A Look at the Distant Viking Age is Revealing Clues About Tar Production
When science meets history, the result is usually a new theory which offers a new picture of events from long-forgotten centuries. Sometimes they lead to the discovery of clues of lost or distant civilizations, or they answer questions about ancient methods of cheese production.
Now, one scientist, Sweden-based Uppsala University archaeologist Andreas Hennius, is reporting the results of his research on tar production in the Viking Era, which he hopes will provide some insight into how the sticky material was churned out in large quantities.
A Material in High Demand
As the Vikings were seafaring people, it was essential that the ships they constructed be tough and durable, able to hold up against threatening climate conditions and survive traveling long distances.
Hennius estimates that roughly 492 gallons of tar would have been needed to sufficiently coat the longships which were used by the Vikings, which was used for (1) covering sails, (2) covering various wood components, and of course, (3) touch-ups for the fleet over time.
Establishing a Historical Link
Rather than making the claim that the large-scale tar production was developed solely by the Vikings, he makes a compelling argument that their methods were a continuation, or more specifically, an evolution of a method from the Roman Iron Age--roughly 0-400 AD, which involved the use of a funnel-shaped device.
The Romans used the crude method to cook the tar in what was essentially a large vat.
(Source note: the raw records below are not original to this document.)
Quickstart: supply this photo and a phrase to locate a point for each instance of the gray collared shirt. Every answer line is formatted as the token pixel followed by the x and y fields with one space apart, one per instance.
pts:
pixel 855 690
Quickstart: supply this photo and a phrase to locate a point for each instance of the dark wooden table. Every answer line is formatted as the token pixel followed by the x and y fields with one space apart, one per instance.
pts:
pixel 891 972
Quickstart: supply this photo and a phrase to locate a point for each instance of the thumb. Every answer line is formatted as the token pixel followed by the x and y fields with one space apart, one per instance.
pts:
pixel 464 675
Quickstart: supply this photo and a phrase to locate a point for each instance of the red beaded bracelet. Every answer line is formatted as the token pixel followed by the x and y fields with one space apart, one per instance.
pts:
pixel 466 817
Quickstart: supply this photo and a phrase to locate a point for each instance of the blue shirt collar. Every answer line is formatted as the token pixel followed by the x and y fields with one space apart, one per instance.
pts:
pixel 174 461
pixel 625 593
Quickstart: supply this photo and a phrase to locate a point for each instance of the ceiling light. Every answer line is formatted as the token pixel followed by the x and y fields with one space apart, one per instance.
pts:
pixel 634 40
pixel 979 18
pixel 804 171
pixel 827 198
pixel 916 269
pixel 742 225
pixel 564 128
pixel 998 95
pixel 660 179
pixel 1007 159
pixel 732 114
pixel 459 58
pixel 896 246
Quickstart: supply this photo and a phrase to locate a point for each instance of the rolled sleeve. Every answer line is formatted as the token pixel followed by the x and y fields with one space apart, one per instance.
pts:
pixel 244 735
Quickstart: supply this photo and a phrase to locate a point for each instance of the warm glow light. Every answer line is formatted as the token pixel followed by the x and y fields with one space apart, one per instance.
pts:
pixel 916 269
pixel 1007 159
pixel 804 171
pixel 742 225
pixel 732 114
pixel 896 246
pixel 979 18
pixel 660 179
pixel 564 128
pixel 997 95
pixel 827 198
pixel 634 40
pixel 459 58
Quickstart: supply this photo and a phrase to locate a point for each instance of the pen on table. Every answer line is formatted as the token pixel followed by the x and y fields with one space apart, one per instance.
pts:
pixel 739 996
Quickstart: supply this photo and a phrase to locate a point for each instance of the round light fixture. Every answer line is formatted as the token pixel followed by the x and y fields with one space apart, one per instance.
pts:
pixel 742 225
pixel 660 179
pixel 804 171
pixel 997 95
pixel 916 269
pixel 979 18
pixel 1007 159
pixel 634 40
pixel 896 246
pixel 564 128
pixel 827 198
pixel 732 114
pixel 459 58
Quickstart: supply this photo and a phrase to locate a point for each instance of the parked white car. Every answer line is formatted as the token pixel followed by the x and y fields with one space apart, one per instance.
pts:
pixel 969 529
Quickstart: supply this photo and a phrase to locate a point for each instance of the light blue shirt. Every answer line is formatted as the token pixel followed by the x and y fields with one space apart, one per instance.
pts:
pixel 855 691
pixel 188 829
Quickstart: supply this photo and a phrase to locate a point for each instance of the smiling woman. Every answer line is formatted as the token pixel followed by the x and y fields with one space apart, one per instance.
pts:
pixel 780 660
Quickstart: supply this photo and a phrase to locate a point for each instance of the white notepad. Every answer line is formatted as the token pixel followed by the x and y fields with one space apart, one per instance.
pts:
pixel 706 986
The innovation made by the Vikings involved a more sophisticated update to the kiln concept, with the added features of materials providing greater insulation around the overall structure and a tar outlet pipe that acted as a kind of siphon.
Hennius credits this innovation with the later development of present-day Scandinavian society as a whole. "The transition to intensive tar manufacturing implies new ways of organizing production, labor, forest management, and transportation, which influenced the structure of Scandinavian society and connected forested outlands with the world economy," he shares in his paper.
Creating a Different Narrative
“I suggest that tar production in eastern Sweden developed from a small-scale household activity in the Roman Iron Age to large-scale production that relocated to the forested outlands during the Vendel/Viking Period,” Hennius writes in the paper. “This change, I propose, resulted from the increasing demand for tar driven by an evolving maritime culture.”
In light of the evidence presented by Hennius, it becomes clear that there is a kind of industrial revolution which was enacted by the Vikings. Findings like these make us reconsider our concept of what progress means, and more importantly, serve as a contribution that disrupts the static and linear view of technological development over the centuries.
The Vikings, it turns out, were true pioneers. Just as technological innovations expand our understanding of the future, the work of archaeologists like Hennius is expanding our imagined views of past civilizations.
Details about the study appear in an article, titled "Viking Age tar production and outland exploitation", and were published in the October edition of the Antiquity journal.